WMKV

Reading, Ohio; United States;
- Broadcast area: Cincinnati
- Frequency: 89.3 MHz
- Branding: Flagship Station of the Maple Knoll Village network.

Programming
- Format: adult standards; big band; nostalgia;

Ownership
- Owner: Maple Knoll Communities

History
- First air date: 1995
- Call sign meaning: Maple Knoll Village

Technical information
- Licensing authority: FCC
- Facility ID: 61575
- Class: A
- ERP: 410 watts
- HAAT: 72 meters (236 ft)
- Transmitter coordinates: 39°13′23.2″N 84°25′55.7″W﻿ / ﻿39.223111°N 84.432139°W
- Repeater: 89.9 MHz WLHS (West Chester)

Links
- Public license information: Public file; LMS;
- Webcast: Listen live
- Website: wmkvfm.org

= WMKV =

Radio station in Reading, Ohio

WMKV (89.3 FM) is a radio station in Reading, Ohio, a suburb of Cincinnati. It is the first FM educational public radio station to be licensed to a retirement community. Operating from the campus of Maple Knoll Village, WMKV broadcasts talk programs, classic shows from the old-time radio era, and features musical standards and big band music. The station also carries the audio of WKRC-TV's morning and evening news. The station's transmitter has an effective radiated power of 410 watts.

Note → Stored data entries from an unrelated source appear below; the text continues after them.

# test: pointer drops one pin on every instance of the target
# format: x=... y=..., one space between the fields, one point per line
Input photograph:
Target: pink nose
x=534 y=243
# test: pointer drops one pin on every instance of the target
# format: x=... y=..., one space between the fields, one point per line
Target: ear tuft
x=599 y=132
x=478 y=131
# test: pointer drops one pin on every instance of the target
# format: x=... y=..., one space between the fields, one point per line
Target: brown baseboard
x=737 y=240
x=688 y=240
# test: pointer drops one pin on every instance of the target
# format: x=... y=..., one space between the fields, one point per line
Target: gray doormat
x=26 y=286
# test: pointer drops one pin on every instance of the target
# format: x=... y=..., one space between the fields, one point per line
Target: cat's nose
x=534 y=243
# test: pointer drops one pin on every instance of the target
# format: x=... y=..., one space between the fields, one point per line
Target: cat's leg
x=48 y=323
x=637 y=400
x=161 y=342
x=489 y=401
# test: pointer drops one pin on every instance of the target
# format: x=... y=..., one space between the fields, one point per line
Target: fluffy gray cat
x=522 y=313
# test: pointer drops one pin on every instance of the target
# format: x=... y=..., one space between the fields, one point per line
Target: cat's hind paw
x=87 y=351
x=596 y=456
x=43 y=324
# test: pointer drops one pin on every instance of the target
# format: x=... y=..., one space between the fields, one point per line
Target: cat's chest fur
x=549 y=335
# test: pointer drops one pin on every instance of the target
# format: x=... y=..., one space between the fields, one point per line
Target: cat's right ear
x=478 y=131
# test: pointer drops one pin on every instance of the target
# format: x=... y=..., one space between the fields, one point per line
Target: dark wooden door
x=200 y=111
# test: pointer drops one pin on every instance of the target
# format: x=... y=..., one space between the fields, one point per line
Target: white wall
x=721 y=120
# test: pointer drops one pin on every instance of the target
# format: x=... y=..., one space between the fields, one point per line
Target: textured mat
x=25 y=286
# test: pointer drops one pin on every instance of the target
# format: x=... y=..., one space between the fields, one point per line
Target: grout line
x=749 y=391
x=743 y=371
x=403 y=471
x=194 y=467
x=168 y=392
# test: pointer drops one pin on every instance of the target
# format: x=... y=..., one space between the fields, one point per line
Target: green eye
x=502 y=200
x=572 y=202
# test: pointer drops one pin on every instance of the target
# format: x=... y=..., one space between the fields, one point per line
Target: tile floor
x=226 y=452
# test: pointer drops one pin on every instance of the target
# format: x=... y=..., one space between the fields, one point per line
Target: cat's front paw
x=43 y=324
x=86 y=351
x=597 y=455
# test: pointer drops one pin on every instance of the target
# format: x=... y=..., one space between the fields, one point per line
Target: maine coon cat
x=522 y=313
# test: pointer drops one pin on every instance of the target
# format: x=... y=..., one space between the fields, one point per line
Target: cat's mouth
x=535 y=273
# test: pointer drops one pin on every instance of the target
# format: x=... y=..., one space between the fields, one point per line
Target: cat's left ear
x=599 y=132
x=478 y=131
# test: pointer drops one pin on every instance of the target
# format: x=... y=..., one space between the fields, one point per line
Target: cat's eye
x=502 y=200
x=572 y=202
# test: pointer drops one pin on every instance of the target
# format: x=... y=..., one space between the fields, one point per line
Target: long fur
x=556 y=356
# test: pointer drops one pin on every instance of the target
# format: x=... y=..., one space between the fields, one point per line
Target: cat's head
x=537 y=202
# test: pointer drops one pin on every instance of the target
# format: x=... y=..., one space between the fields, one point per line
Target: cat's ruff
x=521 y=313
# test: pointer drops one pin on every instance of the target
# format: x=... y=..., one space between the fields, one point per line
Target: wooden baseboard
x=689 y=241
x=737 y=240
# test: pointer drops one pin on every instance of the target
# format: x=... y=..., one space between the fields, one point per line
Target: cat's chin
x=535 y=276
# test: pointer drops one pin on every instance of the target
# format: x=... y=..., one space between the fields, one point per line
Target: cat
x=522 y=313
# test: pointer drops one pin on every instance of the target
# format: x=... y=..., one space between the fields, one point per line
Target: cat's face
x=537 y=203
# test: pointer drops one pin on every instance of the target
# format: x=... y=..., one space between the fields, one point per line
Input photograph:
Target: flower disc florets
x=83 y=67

Since July 2013, WMKV's programming has been also carried by Lakota Local School District's WLHS 89.9 FM.

==History==
WMKV has been broadcasting since 1995. It aired a revival of Moon River from 1995 to 1999. In 1999, WMKV took over 89.3 FM after Reading High School shut down its high school radio station, WRCJ.

In November 2004, WMKV was the subject of a front-page Los Angeles Times profile. The writer, P.J. Huffstutter, had discovered the station while reporting on the 2004 American presidential election from Ohio.